The Musasa Project, a local NGO, says it has already documented at least 782 cases of abuse in just 13 days, compared to an average of 500 per month. [3]

Current law and policy:

Zimbabwe passed the Domestic Violence Act in February 2007. The Act recognises physical, emotional, sexual, economic and emotional abuse. It provides protection and relief to survivors. It establishes the duty of police officers in their response to a domestic abuse case, civil protection orders to prevent domestic abuse from happening where it is threatened or being repeated and an ‘Anti-Domestic Violence Council’ to facilitate cross-government working on this issue.

Domestic violence is illegal. It is punishable by a fine and a maximum prison sentence of 10 years. However, authorities generally consider it to be a private matter and prosecutions are rare. The Zimbabwe Demographic Health Survey 2016 showed that the prevalence of gender-based violence stood at 47% among women. Abuse by a husband or partner is the most common form of gender-based violence and 35% of married women aged 15-49 reported having experienced spousal violence.

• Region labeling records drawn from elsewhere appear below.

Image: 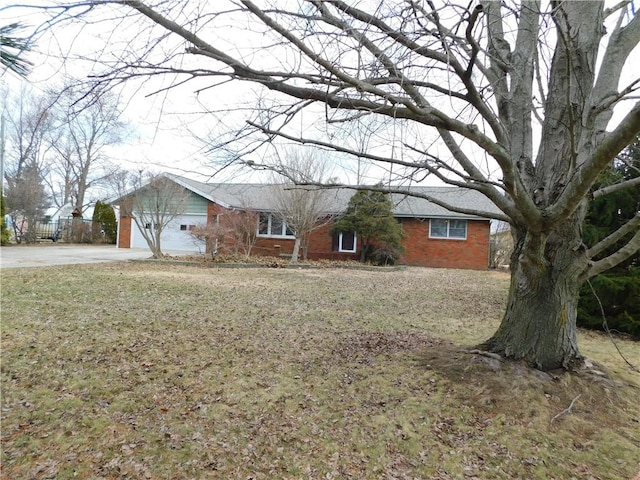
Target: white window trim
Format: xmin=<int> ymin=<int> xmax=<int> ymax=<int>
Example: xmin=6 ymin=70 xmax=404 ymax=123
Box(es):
xmin=429 ymin=218 xmax=469 ymax=241
xmin=257 ymin=212 xmax=296 ymax=239
xmin=338 ymin=232 xmax=358 ymax=253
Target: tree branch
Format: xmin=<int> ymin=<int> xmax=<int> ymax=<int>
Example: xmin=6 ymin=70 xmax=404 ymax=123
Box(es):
xmin=593 ymin=177 xmax=640 ymax=198
xmin=586 ymin=213 xmax=640 ymax=258
xmin=545 ymin=102 xmax=640 ymax=226
xmin=587 ymin=225 xmax=640 ymax=278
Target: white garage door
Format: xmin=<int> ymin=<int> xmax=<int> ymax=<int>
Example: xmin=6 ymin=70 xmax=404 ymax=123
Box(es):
xmin=131 ymin=215 xmax=207 ymax=253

In 2016, the UN Human Rights Council expressed concern about the prevalence of violence, particularly domestic and sexual violence, against women in Zimbabwe. In 2017, the United States State Department Report stated that “despite the enactment of the Domestic Violence Act in 2006 that criminalised acts of domestic violence, domestic violence remained a serious problem, especially intimate partner violence perpetrated by men against women”. In response to this, the Zimbabwean government set up an Anti-Domestic Violence Council to ensure the successful implementation of the 2006 Act, as well launching its International Women’s Day. Measures have also taken by the Zimbabwean police, such as setting up Victim Friendly Units in every police station to handle rape cases and reports of violence against women. The government is also working on preventing, investigating and prosecuting the trafficking of women.